Your IT team sees people in hallways; conference rooms; sitting outside the building—and they’re all using a mobile device. Even the CEO and the VP of Business Development have new iPads. In fact, according to Gartner, 90 percent of organizations will support corporate applications of some sort on personal devices by 2014. Clearly, it’s time to develop a plan that will enable your organization to support the growing use of personal smartphones and tablets on the organization’s wireless network. But what about network access security?
As the popularity of personal devices in the workplace has grown, organizations have to consider not only security, but also wireless bandwidth issues, privacy, and compliance-related concerns. Typically, users either circumvent policies to get their own devices connected, or IT teams are forced to create holes that can compromise the security of the organization. Security versus access is something that every IT team eventually must face, but there is a fairly simple fix available for this problem, and understanding user identity is the key.
In a scenario where dozens or possibly even hundreds of personal mobile devices desire access to a network, it’s imperative that IT organizations are able to tie a user’s identity and role to the devices they are connecting to within that network. Once that information is known, access policies then help control what and who are on the network, and differentiates their access based on the user’s role and if these new devices meet certain guidelines. This correlation provides valuable network visibility while also helping to pinpoint possible security holes. Additionally, this type of insight enables organizations to take a proactive stance of tracking, logging and managing every mobile device, instead of guessing how they’re being used.

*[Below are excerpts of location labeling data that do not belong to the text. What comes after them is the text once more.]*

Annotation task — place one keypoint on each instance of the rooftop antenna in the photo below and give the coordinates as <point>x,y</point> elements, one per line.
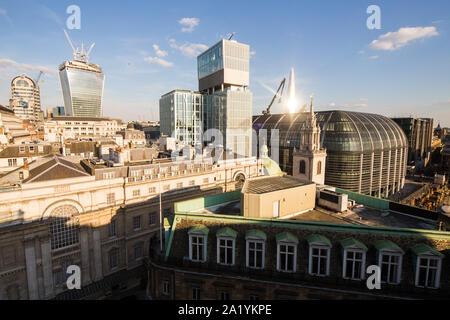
<point>76,52</point>
<point>83,55</point>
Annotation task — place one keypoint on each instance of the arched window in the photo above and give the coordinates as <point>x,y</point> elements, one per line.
<point>302,167</point>
<point>64,227</point>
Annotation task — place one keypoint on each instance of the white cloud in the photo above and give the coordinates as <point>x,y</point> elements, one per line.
<point>159,61</point>
<point>160,53</point>
<point>23,67</point>
<point>353,105</point>
<point>188,49</point>
<point>395,40</point>
<point>189,24</point>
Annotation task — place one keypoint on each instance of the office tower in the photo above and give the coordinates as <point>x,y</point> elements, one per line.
<point>25,98</point>
<point>59,111</point>
<point>181,116</point>
<point>223,75</point>
<point>82,85</point>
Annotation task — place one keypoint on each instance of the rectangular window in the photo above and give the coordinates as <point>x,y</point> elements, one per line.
<point>276,209</point>
<point>319,261</point>
<point>12,162</point>
<point>287,254</point>
<point>195,293</point>
<point>428,272</point>
<point>112,228</point>
<point>353,264</point>
<point>390,268</point>
<point>197,248</point>
<point>255,254</point>
<point>137,222</point>
<point>152,218</point>
<point>166,288</point>
<point>110,198</point>
<point>113,259</point>
<point>137,252</point>
<point>225,251</point>
<point>108,175</point>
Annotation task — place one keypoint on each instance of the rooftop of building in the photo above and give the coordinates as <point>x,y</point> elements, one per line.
<point>229,204</point>
<point>6,109</point>
<point>71,118</point>
<point>180,90</point>
<point>272,183</point>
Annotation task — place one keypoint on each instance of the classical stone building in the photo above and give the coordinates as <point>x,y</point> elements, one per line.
<point>56,213</point>
<point>213,252</point>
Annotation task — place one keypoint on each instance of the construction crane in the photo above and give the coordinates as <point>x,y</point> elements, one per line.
<point>39,77</point>
<point>281,87</point>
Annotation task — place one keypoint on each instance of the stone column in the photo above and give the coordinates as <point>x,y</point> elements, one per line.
<point>97,255</point>
<point>47,268</point>
<point>85,262</point>
<point>30,260</point>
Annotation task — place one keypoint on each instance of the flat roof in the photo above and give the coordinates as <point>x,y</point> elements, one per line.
<point>271,184</point>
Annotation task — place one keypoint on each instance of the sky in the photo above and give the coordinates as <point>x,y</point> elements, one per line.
<point>148,48</point>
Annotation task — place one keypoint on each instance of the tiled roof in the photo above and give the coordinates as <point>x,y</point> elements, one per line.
<point>271,184</point>
<point>55,168</point>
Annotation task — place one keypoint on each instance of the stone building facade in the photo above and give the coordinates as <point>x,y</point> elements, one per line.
<point>234,257</point>
<point>104,220</point>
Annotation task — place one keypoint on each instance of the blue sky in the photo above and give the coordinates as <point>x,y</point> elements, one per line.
<point>402,69</point>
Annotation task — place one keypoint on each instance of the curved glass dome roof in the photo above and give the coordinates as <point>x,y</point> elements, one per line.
<point>341,130</point>
<point>366,152</point>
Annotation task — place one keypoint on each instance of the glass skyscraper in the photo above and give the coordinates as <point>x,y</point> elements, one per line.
<point>222,109</point>
<point>180,114</point>
<point>223,74</point>
<point>82,85</point>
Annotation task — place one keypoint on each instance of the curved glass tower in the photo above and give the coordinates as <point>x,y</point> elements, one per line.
<point>82,86</point>
<point>366,153</point>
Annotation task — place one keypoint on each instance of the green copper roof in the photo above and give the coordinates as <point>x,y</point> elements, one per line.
<point>199,229</point>
<point>318,239</point>
<point>271,168</point>
<point>255,234</point>
<point>387,245</point>
<point>287,237</point>
<point>425,249</point>
<point>226,232</point>
<point>353,243</point>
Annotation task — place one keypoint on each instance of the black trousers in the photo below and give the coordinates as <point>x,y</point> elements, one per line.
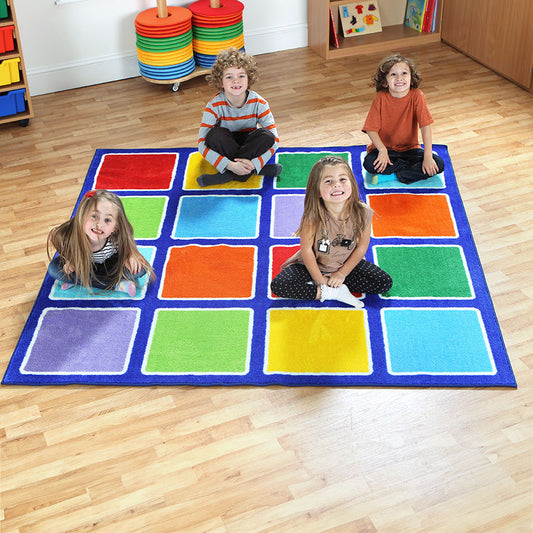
<point>407,165</point>
<point>296,283</point>
<point>244,145</point>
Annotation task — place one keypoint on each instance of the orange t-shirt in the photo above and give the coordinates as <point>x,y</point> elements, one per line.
<point>396,120</point>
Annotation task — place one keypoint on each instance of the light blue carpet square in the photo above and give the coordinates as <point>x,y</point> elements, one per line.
<point>436,341</point>
<point>217,217</point>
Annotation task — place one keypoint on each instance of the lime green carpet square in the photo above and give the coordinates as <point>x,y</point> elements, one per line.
<point>199,341</point>
<point>145,214</point>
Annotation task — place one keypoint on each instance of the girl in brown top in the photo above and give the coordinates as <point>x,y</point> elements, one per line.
<point>398,110</point>
<point>334,237</point>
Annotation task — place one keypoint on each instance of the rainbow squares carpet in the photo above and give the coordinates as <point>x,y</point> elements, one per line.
<point>210,318</point>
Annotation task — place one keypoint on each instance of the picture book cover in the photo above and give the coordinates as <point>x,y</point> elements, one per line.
<point>360,18</point>
<point>414,14</point>
<point>333,39</point>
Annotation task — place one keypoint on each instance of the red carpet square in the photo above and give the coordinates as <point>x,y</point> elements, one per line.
<point>412,215</point>
<point>136,171</point>
<point>213,272</point>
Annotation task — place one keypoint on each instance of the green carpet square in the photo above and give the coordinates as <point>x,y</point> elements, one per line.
<point>145,214</point>
<point>425,271</point>
<point>297,165</point>
<point>198,341</point>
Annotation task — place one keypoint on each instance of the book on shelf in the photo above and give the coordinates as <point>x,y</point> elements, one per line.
<point>333,39</point>
<point>420,15</point>
<point>414,14</point>
<point>360,18</point>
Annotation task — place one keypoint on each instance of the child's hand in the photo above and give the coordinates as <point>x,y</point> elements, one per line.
<point>133,265</point>
<point>321,281</point>
<point>240,166</point>
<point>336,279</point>
<point>429,166</point>
<point>382,160</point>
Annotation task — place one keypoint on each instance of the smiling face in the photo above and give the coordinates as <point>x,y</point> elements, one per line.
<point>235,85</point>
<point>335,186</point>
<point>100,223</point>
<point>399,79</point>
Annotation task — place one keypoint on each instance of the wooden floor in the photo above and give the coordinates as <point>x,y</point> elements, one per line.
<point>162,459</point>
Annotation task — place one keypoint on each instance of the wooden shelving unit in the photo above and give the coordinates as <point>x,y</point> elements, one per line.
<point>392,38</point>
<point>25,115</point>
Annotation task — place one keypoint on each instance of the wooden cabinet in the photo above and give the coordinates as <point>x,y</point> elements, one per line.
<point>15,100</point>
<point>497,34</point>
<point>390,39</point>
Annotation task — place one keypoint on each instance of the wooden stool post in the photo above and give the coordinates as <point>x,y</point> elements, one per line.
<point>162,11</point>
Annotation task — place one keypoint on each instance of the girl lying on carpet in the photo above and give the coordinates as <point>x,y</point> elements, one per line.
<point>334,237</point>
<point>229,137</point>
<point>96,247</point>
<point>396,112</point>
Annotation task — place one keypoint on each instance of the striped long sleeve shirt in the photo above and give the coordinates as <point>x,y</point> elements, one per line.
<point>219,112</point>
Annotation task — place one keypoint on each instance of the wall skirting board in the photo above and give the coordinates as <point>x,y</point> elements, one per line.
<point>97,70</point>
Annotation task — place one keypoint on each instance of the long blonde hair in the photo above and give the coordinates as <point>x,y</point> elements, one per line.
<point>72,244</point>
<point>315,213</point>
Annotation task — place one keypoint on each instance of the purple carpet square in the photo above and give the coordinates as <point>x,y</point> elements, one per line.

Most experts believe that allowing devices that users feel comfortable using will foster productivity and help reduce corporate expenses. Anecdotes, like the following from a financial services representative allowing the use of personal iPad tablets onto his wireless network, abound: “The ability to quickly adapt the network to support these new devices is a key security advantage in our industry, as regulations and auditing are a large part of the business.” By being proactive this company is reducing its exposure and also providing invaluable oversight that ultimately protects the customer.
So where do you start? The first step is to determine if your existing network access equipment and policy solution are adequate. Can you easily identify users and devices, perform pre and post-authentication checks, allow and deny access, and then selectively grant proper network access privileges? A modern network access security solution should be able to deliver all of the preceding capabilities plus built-in identity role-mapping, NAC, AAA services, finger-printing and real-time endpoint reporting.